Au Rwanda, les enseignements doivent cesser d'avoir une double face (officielle et non officielle) car cette situation confond les apprenants et crée un malaise dans leur développement intellectuel et personnel. En effet, dans les programmes officiels, on évite d'aborder ouvertement les points sensibles de l'histoire; avec raison, car ouvrir un débat sur des problèmes socio-politiques demande de reconnaître certaines vérités, de questionner des mythes, des préjugés, de dévoiler des tabous, et finalement de prendre certaines positions "officiellement" - en classe - qui constituent des risques pour la sécurité de l’enseignant ou des apprenants.
C'est ainsi que cette peur de dire la vérité, même à l'école, maintient les apprenants dans les rumeurs, dans les représentations et préjugés non fondés, dans la croyance aux mythes, tout cela pris comme des vérités "bibliques" qui déterminent la perception de soi, d'autrui, et celle du monde. En réalité, on se rend compte que les apprentissages scolaires ont été favorables à la victoire des enseignements extra-scolaires (de la famille, de la société, de la rue, etc.), où dominent les références traditionnelles ethniques ou régionales. Quoi d'étonnant, donc, si les Rwandais ont développé les identités locales (ethniques et régionales) au détriment de l'identité nationale !
Au cours de ce travail, nous avons eu beaucoup d'entretiens avec les Rwandais de tous âges des deux ethnies et de plusieurs régions. L'identification des enfants constitue un réel problème dans le contexte historique rwandais.

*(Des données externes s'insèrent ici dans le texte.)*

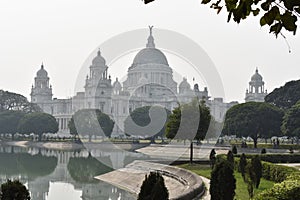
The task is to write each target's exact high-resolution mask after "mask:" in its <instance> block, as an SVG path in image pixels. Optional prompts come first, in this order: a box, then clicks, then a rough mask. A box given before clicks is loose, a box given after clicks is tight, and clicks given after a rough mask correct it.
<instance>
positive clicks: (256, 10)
mask: <svg viewBox="0 0 300 200" xmlns="http://www.w3.org/2000/svg"><path fill="white" fill-rule="evenodd" d="M259 11H260V10H259V8H256V9H255V10H252V13H253V15H254V16H257V15H258V14H259Z"/></svg>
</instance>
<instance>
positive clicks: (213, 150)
mask: <svg viewBox="0 0 300 200" xmlns="http://www.w3.org/2000/svg"><path fill="white" fill-rule="evenodd" d="M216 159H217V158H216V151H215V149H212V150H211V151H210V154H209V161H210V167H211V169H213V168H214V166H215V164H216Z"/></svg>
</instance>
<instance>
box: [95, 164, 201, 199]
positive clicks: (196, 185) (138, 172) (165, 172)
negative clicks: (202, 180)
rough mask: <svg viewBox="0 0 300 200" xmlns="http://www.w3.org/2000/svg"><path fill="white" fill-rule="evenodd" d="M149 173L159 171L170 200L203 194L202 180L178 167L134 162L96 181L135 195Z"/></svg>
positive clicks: (191, 198)
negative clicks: (110, 185)
mask: <svg viewBox="0 0 300 200" xmlns="http://www.w3.org/2000/svg"><path fill="white" fill-rule="evenodd" d="M150 171H159V172H160V173H161V174H162V175H163V177H164V180H165V184H166V187H167V188H168V191H169V198H170V199H180V200H191V199H194V198H195V196H194V195H195V194H201V193H202V192H204V189H205V188H204V185H203V182H202V179H201V178H200V177H199V176H198V175H196V174H194V173H192V172H190V171H187V170H185V169H181V168H178V167H174V166H168V165H162V164H158V163H152V162H145V161H134V162H133V163H131V164H129V165H127V166H126V167H125V168H122V169H119V170H115V171H113V172H109V173H106V174H103V175H100V176H98V177H96V179H99V180H102V181H105V182H108V183H110V184H112V185H116V186H117V187H120V188H122V189H125V190H127V191H129V192H131V193H133V194H136V195H137V194H138V193H139V191H140V187H141V185H142V182H143V180H144V179H145V175H146V174H149V172H150Z"/></svg>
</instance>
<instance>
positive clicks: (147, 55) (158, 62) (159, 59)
mask: <svg viewBox="0 0 300 200" xmlns="http://www.w3.org/2000/svg"><path fill="white" fill-rule="evenodd" d="M140 64H163V65H167V66H169V64H168V60H167V58H166V56H165V55H164V54H163V53H162V52H161V51H160V50H158V49H156V48H149V47H148V48H145V49H142V50H141V51H140V52H139V53H138V54H137V55H136V56H135V58H134V60H133V65H140Z"/></svg>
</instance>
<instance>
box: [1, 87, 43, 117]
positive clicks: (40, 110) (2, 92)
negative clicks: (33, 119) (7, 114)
mask: <svg viewBox="0 0 300 200" xmlns="http://www.w3.org/2000/svg"><path fill="white" fill-rule="evenodd" d="M6 110H17V111H23V112H26V113H31V112H41V111H42V110H41V108H40V107H39V106H38V105H36V104H34V103H30V102H28V100H27V98H26V97H24V96H23V95H20V94H17V93H13V92H9V91H3V90H0V112H2V111H6Z"/></svg>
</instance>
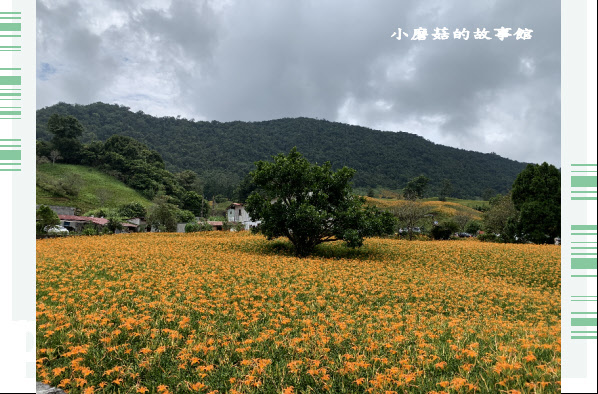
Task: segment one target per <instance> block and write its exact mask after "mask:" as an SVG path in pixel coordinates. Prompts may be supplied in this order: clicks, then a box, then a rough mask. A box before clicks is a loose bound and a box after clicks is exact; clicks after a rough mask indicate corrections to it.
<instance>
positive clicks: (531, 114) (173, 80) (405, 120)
mask: <svg viewBox="0 0 598 394" xmlns="http://www.w3.org/2000/svg"><path fill="white" fill-rule="evenodd" d="M421 3H422V2H418V1H386V0H377V1H369V2H358V1H344V2H341V1H328V2H321V1H315V0H312V1H302V2H297V1H279V2H270V1H260V0H254V1H233V0H231V1H226V2H225V1H216V0H213V1H199V2H198V1H191V0H185V1H182V0H173V1H172V2H171V1H168V0H154V1H147V2H142V3H139V2H136V1H133V0H127V1H116V0H110V1H106V2H92V1H91V0H38V2H37V5H38V11H37V12H38V56H37V57H38V75H39V77H38V107H43V106H47V105H51V104H54V103H56V102H58V101H66V102H76V103H81V104H86V103H89V102H95V101H105V102H110V103H112V102H117V103H120V104H124V105H127V106H130V107H131V109H133V110H143V111H144V112H147V113H150V114H155V115H158V116H163V115H182V116H185V117H187V118H195V119H206V120H212V119H216V120H219V121H228V120H248V121H254V120H267V119H274V118H280V117H295V116H309V117H318V118H325V119H328V120H335V121H340V122H346V123H352V124H359V125H363V126H367V127H371V128H375V129H382V130H390V131H398V130H401V131H407V132H411V133H416V134H420V135H422V136H424V137H425V138H427V139H430V140H432V141H434V142H437V143H442V144H447V145H451V146H455V147H460V148H464V149H470V150H477V151H482V152H491V151H494V152H496V153H498V154H500V155H502V156H506V157H509V158H512V159H516V160H521V161H530V162H542V161H548V162H550V163H553V164H556V165H560V2H558V1H556V0H550V1H546V0H530V1H526V2H519V1H515V0H505V1H490V0H488V1H479V0H467V1H466V0H462V1H452V2H446V1H440V0H437V1H426V2H425V3H423V4H421ZM502 26H504V27H510V28H512V30H511V33H514V32H515V31H516V30H517V28H519V27H521V28H530V29H533V31H534V32H533V35H532V39H531V40H515V38H514V37H509V38H507V39H505V40H504V41H500V40H498V39H497V38H496V37H494V34H495V31H494V29H495V28H500V27H502ZM418 27H425V28H427V29H428V32H429V33H432V32H433V29H434V28H435V27H439V28H441V27H447V28H448V30H449V32H452V31H454V30H455V29H456V28H460V29H461V28H466V29H468V30H470V31H471V32H472V34H473V31H475V29H476V28H478V27H479V28H486V29H487V30H489V31H490V32H491V33H490V36H491V37H492V38H493V39H492V40H490V41H484V40H474V39H473V36H470V38H469V40H468V41H462V40H455V39H453V38H452V37H451V38H450V39H448V40H445V41H438V40H432V37H431V36H429V37H428V39H427V40H426V41H420V42H416V41H412V40H410V39H407V38H404V39H402V40H400V41H399V40H396V39H395V38H391V34H392V33H393V32H395V31H397V29H398V28H402V29H403V30H404V31H406V32H408V33H409V35H411V34H412V33H413V29H414V28H418Z"/></svg>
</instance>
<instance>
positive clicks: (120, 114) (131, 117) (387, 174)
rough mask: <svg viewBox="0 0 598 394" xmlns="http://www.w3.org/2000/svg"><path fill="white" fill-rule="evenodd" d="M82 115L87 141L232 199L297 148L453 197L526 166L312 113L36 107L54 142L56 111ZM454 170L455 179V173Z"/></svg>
mask: <svg viewBox="0 0 598 394" xmlns="http://www.w3.org/2000/svg"><path fill="white" fill-rule="evenodd" d="M56 113H58V114H61V115H72V116H75V117H76V118H77V119H78V120H79V121H80V122H81V124H82V125H83V126H84V128H85V130H84V132H83V135H82V136H81V138H80V139H81V141H83V143H86V144H89V143H91V142H93V141H94V140H100V141H107V140H108V139H109V138H110V137H111V136H113V135H115V134H118V135H126V136H128V137H132V138H134V139H136V140H138V141H141V142H143V143H144V144H146V145H147V146H149V147H150V148H151V149H155V150H157V151H158V152H160V154H161V156H162V158H163V159H164V162H165V164H166V168H167V169H169V170H170V171H172V172H180V171H183V170H192V171H195V172H197V173H198V174H199V177H200V178H201V180H202V183H203V187H204V190H203V194H204V195H205V196H207V197H208V198H210V199H211V198H212V196H214V195H218V194H222V195H224V196H226V197H228V198H231V197H232V192H234V189H235V187H236V186H237V185H238V184H239V183H240V182H241V181H242V179H243V177H244V176H245V174H247V173H248V172H249V171H251V170H252V169H253V168H254V165H253V164H254V163H255V162H256V161H259V160H269V159H270V158H271V157H272V156H273V155H275V154H277V153H279V152H289V150H290V149H291V147H293V146H297V148H298V149H299V151H300V152H301V153H302V154H303V155H304V156H305V157H306V158H307V159H308V160H310V161H311V162H319V163H323V162H325V161H330V162H331V164H332V168H333V169H335V170H336V169H339V168H341V167H343V166H347V167H349V168H354V169H355V170H356V171H357V172H356V173H355V176H354V177H353V179H352V181H353V183H354V186H355V187H356V188H359V189H363V191H364V194H365V193H367V190H368V189H369V188H370V187H372V188H380V189H389V190H402V189H403V188H404V187H405V186H406V185H407V183H408V182H409V180H411V179H413V178H415V177H417V176H418V175H420V174H424V175H425V176H426V177H428V178H429V179H430V181H429V184H428V192H429V194H430V195H436V196H438V195H439V194H442V193H441V189H442V188H443V186H444V180H445V179H450V182H451V183H452V188H453V191H452V196H453V197H457V198H475V197H476V196H477V197H483V195H482V193H483V192H484V190H485V189H494V190H495V192H494V194H496V193H506V192H507V191H508V189H509V188H510V186H511V184H512V183H513V180H514V179H515V177H516V176H517V174H518V173H519V172H521V170H523V168H525V164H524V163H519V162H515V161H512V160H508V159H505V158H502V157H499V156H497V155H493V154H484V153H479V152H471V151H465V150H461V149H455V148H451V147H447V146H442V145H438V144H434V143H432V142H430V141H427V140H425V139H424V138H422V137H420V136H417V135H414V134H409V133H404V132H382V131H376V130H371V129H368V128H365V127H359V126H352V125H347V124H342V123H337V122H329V121H325V120H318V119H309V118H295V119H291V118H285V119H278V120H270V121H263V122H238V121H235V122H217V121H210V122H205V121H193V120H186V119H177V118H176V117H161V118H157V117H153V116H150V115H148V114H144V113H142V112H137V113H136V112H132V111H130V110H129V109H128V108H126V107H124V106H118V105H109V104H103V103H94V104H89V105H69V104H65V103H59V104H57V105H54V106H52V107H48V108H42V109H40V110H38V111H37V138H38V139H39V140H44V141H50V140H51V139H52V138H53V134H52V133H51V132H50V131H49V130H48V127H47V124H48V119H49V118H50V117H51V116H52V115H53V114H56ZM449 174H450V176H449Z"/></svg>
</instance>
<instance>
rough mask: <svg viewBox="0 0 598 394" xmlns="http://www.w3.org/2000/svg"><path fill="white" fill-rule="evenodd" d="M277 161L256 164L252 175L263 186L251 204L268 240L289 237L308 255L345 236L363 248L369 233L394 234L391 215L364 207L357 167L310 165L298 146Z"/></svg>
mask: <svg viewBox="0 0 598 394" xmlns="http://www.w3.org/2000/svg"><path fill="white" fill-rule="evenodd" d="M273 159H274V161H273V162H266V161H259V162H257V163H256V170H254V171H252V172H251V173H250V174H251V176H252V178H253V182H254V183H255V185H257V186H258V187H259V188H260V189H261V190H260V192H259V193H258V192H253V193H252V194H251V195H250V196H249V198H248V199H247V205H246V208H247V211H248V213H249V215H250V216H251V217H252V219H253V220H261V221H262V223H261V224H260V226H259V231H260V232H261V233H263V234H264V235H265V236H266V237H267V238H268V239H273V238H277V237H281V236H284V237H287V238H288V239H289V240H290V241H291V243H292V244H293V246H294V250H295V253H296V254H297V255H298V256H306V255H309V254H311V253H312V252H313V250H314V248H315V247H316V246H317V245H319V244H321V243H323V242H329V241H336V240H343V241H345V242H346V243H347V245H348V246H350V247H360V246H361V245H362V244H363V239H364V237H371V236H376V235H383V234H390V233H392V232H393V226H394V218H393V217H392V215H391V214H390V213H388V212H380V211H378V210H377V209H376V208H373V207H365V206H364V199H363V198H361V197H358V196H355V195H353V194H352V192H351V191H352V189H351V185H350V183H349V182H350V180H351V178H352V177H353V175H354V174H355V170H353V169H350V168H347V167H343V168H341V169H339V170H337V171H333V170H332V167H331V165H330V163H329V162H326V163H324V164H323V165H321V166H319V165H317V164H311V163H309V161H308V160H307V159H305V158H304V157H303V156H302V155H301V154H300V153H299V152H298V151H297V148H293V149H292V150H291V151H290V153H289V154H288V155H286V156H285V155H284V154H279V155H277V156H274V157H273Z"/></svg>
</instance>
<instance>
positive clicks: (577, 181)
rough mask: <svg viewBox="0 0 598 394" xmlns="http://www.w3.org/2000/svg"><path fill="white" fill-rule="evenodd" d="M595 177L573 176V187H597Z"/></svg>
mask: <svg viewBox="0 0 598 394" xmlns="http://www.w3.org/2000/svg"><path fill="white" fill-rule="evenodd" d="M596 179H597V177H595V176H572V177H571V187H596Z"/></svg>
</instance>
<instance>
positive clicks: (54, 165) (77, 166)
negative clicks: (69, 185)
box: [36, 164, 151, 217]
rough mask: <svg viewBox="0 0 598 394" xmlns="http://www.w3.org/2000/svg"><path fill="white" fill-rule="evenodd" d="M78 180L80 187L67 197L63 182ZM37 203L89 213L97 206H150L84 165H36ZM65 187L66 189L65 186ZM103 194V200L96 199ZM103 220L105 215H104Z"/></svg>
mask: <svg viewBox="0 0 598 394" xmlns="http://www.w3.org/2000/svg"><path fill="white" fill-rule="evenodd" d="M68 179H80V180H81V184H80V188H79V190H78V193H76V195H72V194H68V193H67V192H66V191H65V190H64V189H63V188H62V187H61V186H60V189H58V187H59V186H58V185H62V184H65V180H68ZM36 183H37V187H36V200H37V204H45V205H64V206H73V207H79V208H81V209H82V210H83V211H89V210H91V209H94V208H97V207H98V206H105V207H113V208H115V207H118V206H121V205H124V204H128V203H131V202H137V203H139V204H141V205H143V206H146V207H147V206H149V205H150V204H151V203H150V201H148V200H147V199H146V198H144V197H143V196H141V195H140V194H139V193H138V192H136V191H134V190H133V189H131V188H130V187H128V186H126V185H124V184H123V183H122V182H120V181H118V180H116V179H115V178H112V177H110V176H109V175H106V174H104V173H102V172H101V171H99V170H97V169H95V168H91V167H85V166H78V165H71V164H55V165H52V164H41V165H38V166H37V181H36ZM67 188H68V187H67ZM102 194H105V197H104V198H103V201H100V200H99V198H98V197H99V196H100V195H102ZM104 217H106V216H104Z"/></svg>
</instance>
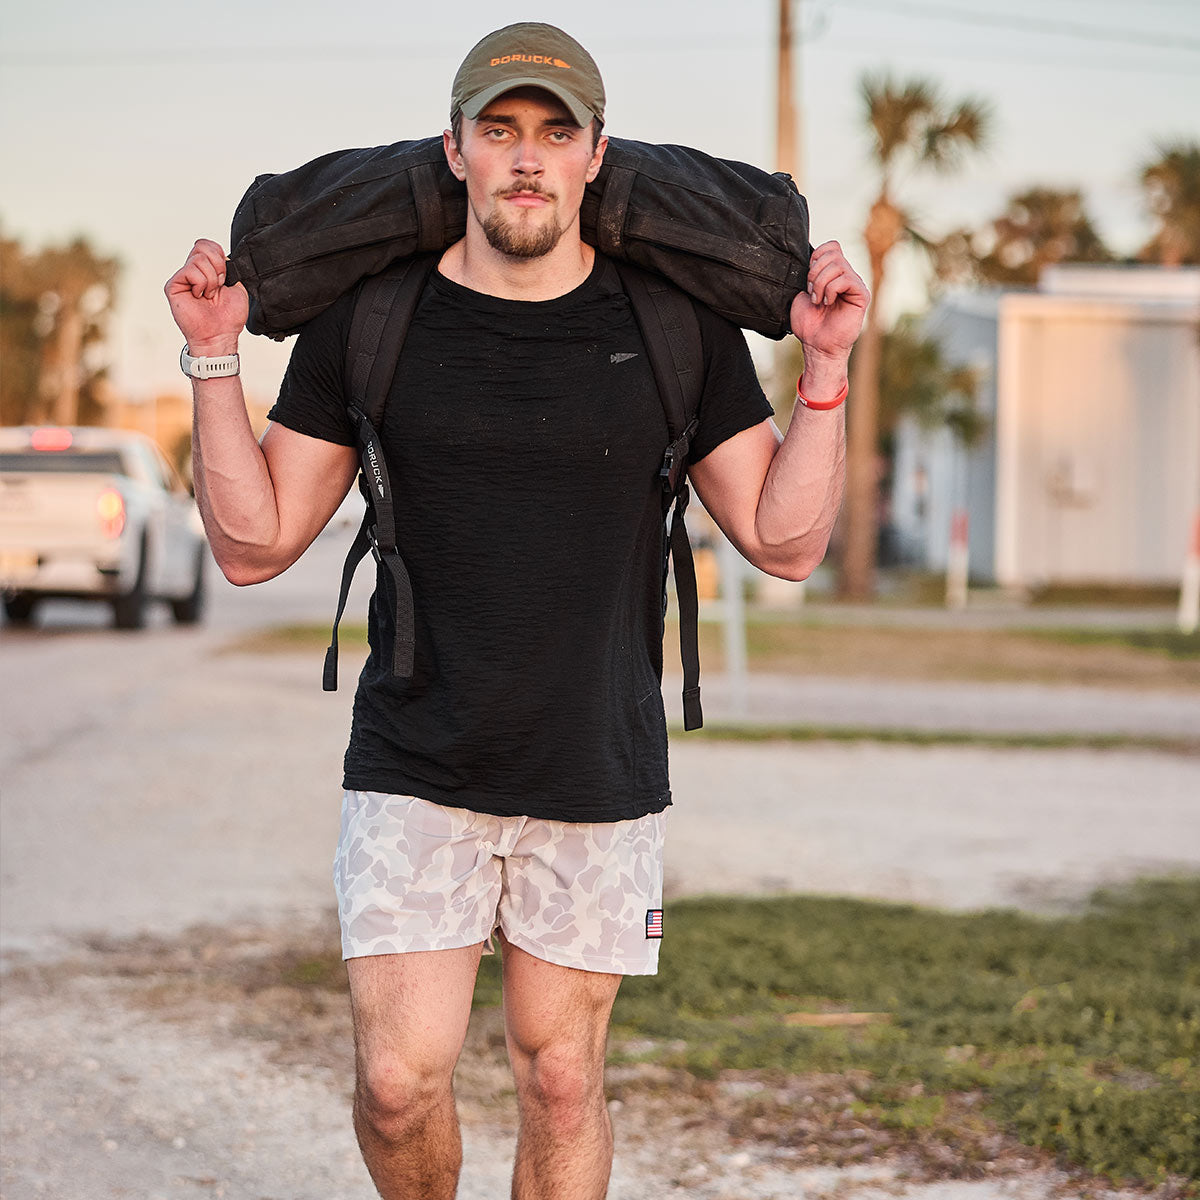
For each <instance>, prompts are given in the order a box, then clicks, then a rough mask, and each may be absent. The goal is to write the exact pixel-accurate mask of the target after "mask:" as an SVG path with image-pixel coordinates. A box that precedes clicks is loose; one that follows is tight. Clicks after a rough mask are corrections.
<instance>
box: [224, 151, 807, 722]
mask: <svg viewBox="0 0 1200 1200" xmlns="http://www.w3.org/2000/svg"><path fill="white" fill-rule="evenodd" d="M466 218H467V203H466V188H464V186H463V185H462V182H460V181H458V180H457V179H456V178H455V176H454V175H452V174H451V172H450V168H449V167H448V166H446V161H445V155H444V152H443V149H442V139H440V138H425V139H422V140H419V142H397V143H395V144H394V145H388V146H371V148H366V149H360V150H340V151H336V152H335V154H329V155H324V156H323V157H320V158H314V160H313V161H311V162H307V163H304V164H302V166H300V167H296V168H295V169H293V170H289V172H286V173H283V174H280V175H259V176H258V178H257V179H256V180H254V181H253V184H251V186H250V187H248V188H247V191H246V194H245V196H244V197H242V199H241V202H240V203H239V205H238V210H236V212H235V214H234V218H233V227H232V230H230V246H232V250H230V253H229V262H228V264H227V271H226V282H227V283H228V284H232V283H235V282H239V281H240V282H242V283H245V286H246V288H247V290H248V292H250V296H251V305H250V317H248V320H247V325H246V328H247V329H248V330H250V331H251V332H252V334H265V335H268V336H270V337H275V338H280V340H282V338H283V337H287V336H288V335H289V334H294V332H296V331H298V330H299V329H300V328H301V326H302V325H304V324H305V323H306V322H308V320H311V319H312V318H313V317H316V316H317V314H318V313H320V312H323V311H324V310H325V308H328V307H329V305H331V304H332V302H334V301H335V300H336V299H337V298H338V296H341V295H342V294H344V293H346V292H348V290H350V289H352V288H354V287H358V286H359V284H360V283H361V290H360V298H359V301H358V305H356V308H355V313H354V319H353V324H352V332H350V338H349V353H348V356H347V374H348V378H347V396H349V397H350V402H349V413H350V418H352V421H353V422H354V426H355V428H356V430H358V436H359V449H360V454H361V460H362V473H361V476H360V481H359V486H360V488H361V490H362V493H364V496H365V497H366V498H367V500H368V509H367V514H366V516H365V517H364V522H362V527H361V528H360V529H359V533H358V536H356V538H355V540H354V544H353V546H352V547H350V552H349V554H348V556H347V560H346V566H344V569H343V572H342V593H341V598H340V600H338V607H337V618H336V619H335V622H334V636H332V640H331V642H330V647H329V652H328V653H326V656H325V677H324V686H325V688H326V690H332V689H336V686H337V623H338V622H340V620H341V616H342V612H343V610H344V607H346V598H347V593H348V590H349V586H350V580H352V577H353V575H354V569H355V566H356V565H358V563H359V562H360V560H361V559H362V557H364V554H365V553H366V551H367V550H368V548H370V550H371V552H372V553H373V554H374V557H376V559H377V560H378V563H379V564H380V570H379V574H380V576H382V578H383V584H384V587H386V588H388V592H389V596H390V599H391V600H392V601H394V611H395V613H396V643H395V646H394V647H392V664H394V665H392V670H394V672H395V673H396V674H397V676H400V677H402V678H407V677H410V676H412V670H413V640H414V620H413V589H412V584H410V582H409V578H408V572H407V570H406V569H404V564H403V562H402V560H401V557H400V553H398V552H397V550H396V529H395V518H394V515H392V511H391V488H390V485H389V481H388V469H386V464H385V463H384V461H383V457H382V455H380V452H379V449H378V434H377V432H376V431H377V430H378V428H379V421H380V418H382V414H383V406H384V403H385V401H386V396H388V390H389V388H390V384H391V378H392V373H394V372H395V367H396V362H397V360H398V358H400V348H401V346H402V344H403V341H404V335H406V334H407V331H408V325H409V322H410V320H412V316H413V311H414V310H415V307H416V301H418V299H419V298H420V294H421V288H422V287H424V284H425V280H426V278H427V277H428V272H430V270H432V264H433V262H436V259H437V256H438V253H439V252H440V251H443V250H445V248H446V247H448V246H450V245H451V244H452V242H455V241H457V240H458V239H460V238H461V236H462V235H463V232H464V228H466ZM580 229H581V234H582V236H583V240H584V241H587V242H589V244H590V245H593V246H595V247H596V250H599V251H600V252H601V253H604V254H606V256H607V257H608V258H611V259H612V260H613V264H614V265H616V268H617V270H618V272H619V274H620V278H622V284H623V287H624V289H625V292H626V293H628V294H629V296H630V301H631V304H632V307H634V312H635V316H636V318H637V323H638V326H640V329H641V331H642V337H643V340H644V341H646V346H647V352H648V354H649V359H650V365H652V367H653V371H654V377H655V382H656V384H658V389H659V395H660V396H661V398H662V403H664V408H665V412H666V415H667V424H668V428H670V431H671V439H672V440H671V444H670V445H668V446H667V449H666V451H665V454H664V460H662V467H661V470H660V475H661V478H662V497H664V509H662V511H664V520H665V521H666V520H667V518H670V535H668V538H667V539H666V541H665V547H666V548H665V553H664V563H662V588H664V590H662V599H664V611H665V606H666V578H667V568H668V563H670V560H671V559H672V558H673V560H674V572H676V594H677V596H678V600H679V649H680V659H682V662H683V672H684V728H688V730H692V728H698V727H700V725H701V720H702V718H701V709H700V653H698V648H697V628H696V623H697V610H698V601H697V596H696V574H695V566H694V563H692V557H691V547H690V546H689V544H688V532H686V527H685V524H684V511H685V509H686V506H688V499H689V490H688V486H686V458H688V449H689V444H690V439H691V436H692V433H694V432H695V428H696V410H697V407H698V402H700V391H701V388H702V383H703V362H702V347H701V341H700V326H698V324H697V320H696V314H695V310H694V308H692V300H696V301H700V302H702V304H704V305H707V306H708V307H709V308H712V310H713V311H714V312H718V313H720V314H721V316H724V317H726V318H727V319H730V320H732V322H733V323H734V324H738V325H740V326H742V328H743V329H754V330H757V331H758V332H761V334H766V335H767V336H769V337H776V338H778V337H782V336H784V334H785V332H786V331H787V329H788V312H790V308H791V302H792V300H793V298H794V296H796V295H797V294H798V293H799V292H802V290H803V289H804V287H805V286H806V283H808V271H809V259H810V256H811V246H810V245H809V210H808V204H806V202H805V199H804V197H803V196H800V194H799V193H798V191H797V188H796V185H794V184H793V182H792V180H791V179H790V178H788V176H787V175H784V174H779V173H776V174H768V173H767V172H764V170H760V169H758V168H756V167H751V166H748V164H746V163H742V162H734V161H732V160H722V158H714V157H712V156H710V155H706V154H703V152H702V151H700V150H691V149H689V148H686V146H676V145H653V144H649V143H643V142H630V140H625V139H622V138H610V139H608V149H607V151H606V154H605V161H604V164H602V166H601V168H600V172H599V174H598V175H596V178H595V180H594V181H593V182H590V184H588V186H587V190H586V192H584V196H583V203H582V206H581V209H580ZM414 256H415V257H414ZM642 269H644V270H642ZM652 272H653V274H652ZM364 280H366V283H362V281H364ZM672 509H673V515H671V510H672Z"/></svg>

Certains témoignages le prouvent :
‘“ Quand j'étais encore au primaire, on nous demandait de dire notre ethnie. - C'était sous la première République - Les Tutsi étaient mal à l'aise pour répondre à cette question; quand quelqu'un disait qu'il était Tutsi, les autres se moquaient de lui. ” (Témoignage recueilli à Paris en juillet 1998).’ ‘“ En 1991, (après l'attaque du FPR), quand on nous demandait de dire notre ethnie (au primaire), tout le monde disait qu'il était Hutu, même les Tutsi. Cela étonnait tout le monde, les écoliers et l'enseignant. ” (Témoignage recueilli à Yaoundé en 1997).’ ‘“ Au Rwanda, j'étais maltraité parce que je suis né de père Hutu. Maintenant que je ne suis plus là, les Hutu me harcèlent parce que, me disent-ils, "ton sang n'est pas pur". ” (Témoignage recueilli auprès d'un jeune garçon en 1996)’ ‘“ Mon père est nordiste. Mais aujourd'hui, j'ai honte d'être "umukiga" (quelqu'un du nord). Au lieu de me marier avec un "mukiga", un garçon du nord, je préférerai un "mutwa 535 ". ” (Témoignage recueilli auprès d'une jeune fille en 1998).’ ‘’Ici, ces enfants ont peur ou honte de dire et de devenir ce qu'ils sont. Les mêmes scènes sont connues après le génocide de 1994. Comment construire une identité qu'on nie !
Les Twa sont des Rwandais appartenant à l'ethnie marginalisée.